Define $c_0$ to be the space of real sequences in $\ell^\infty$ that converge to $0$ and $\ell^\infty$ be the set of all bounded sequences. Show that $c_0$ is closed in $\ell^\infty$.
I am reading in the solution in here and I don't understand how we define $$x^{k}_n - \omega_n$$
Because $(x_n^k) = ( \{x^1_1,x_2^1,\dots \}, \{x_1^2, x_2^2,\dots \}, \dots)$ and $(\omega_n) = (\omega_1, \omega_2, \dots)$
The objects in $(x_n^k)$ are sequences (sets) and the objects in $\omega_n$ are real numbers, how can you subtract a number from a set?
No, $x^{(k)}$ is assumed to be a sequence of points of $c_0$. Here $k$ is the index. So $x^{(1)}$ is a sequence (namely a point in $c_0$), which has itself indices, which are denoted by $n$. So we write $x^{(1)} = (x^{(1)}_0, x^{(1)}_1,x^{(1)}_2,\ldots)$ .So every $x^{(k)}_n$ is indeed some real number: the $n$-th member of the sequence that is the point $x^{(k)}$ of $c_0$.

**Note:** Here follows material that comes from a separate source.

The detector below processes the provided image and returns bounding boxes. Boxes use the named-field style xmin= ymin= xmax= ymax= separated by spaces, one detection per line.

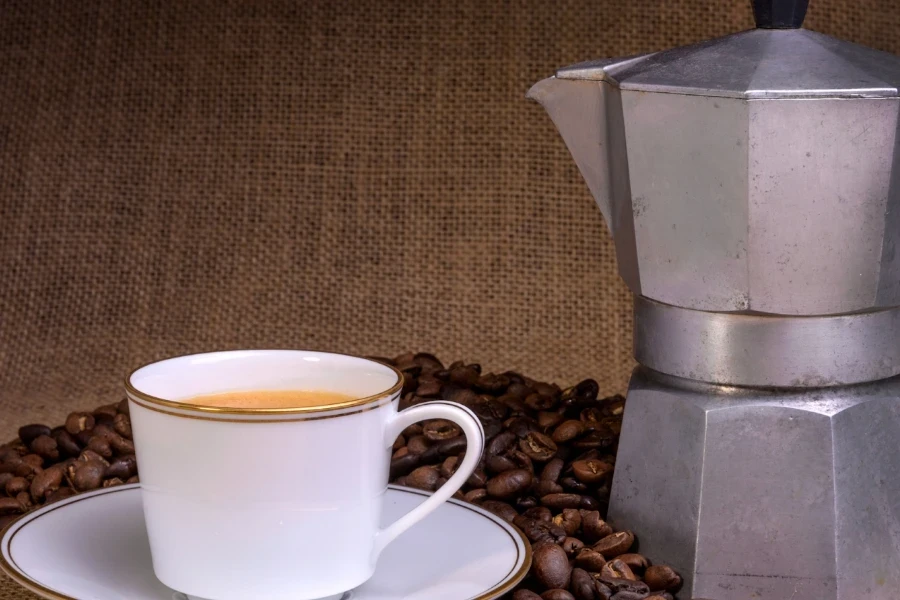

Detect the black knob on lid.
xmin=753 ymin=0 xmax=809 ymax=29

Note that there is a difference between writing $x^{(k)}$ (a single point, i.e. a single sequence), and $(x^{(k)})$, i.e. a sequence of points (sequences); the latter should really be written $(x^{(k)})_k$, so show the index set (the one that runs), especially when we make the indices of each sequence point explicit: $(x^{(k)}_n)_k$.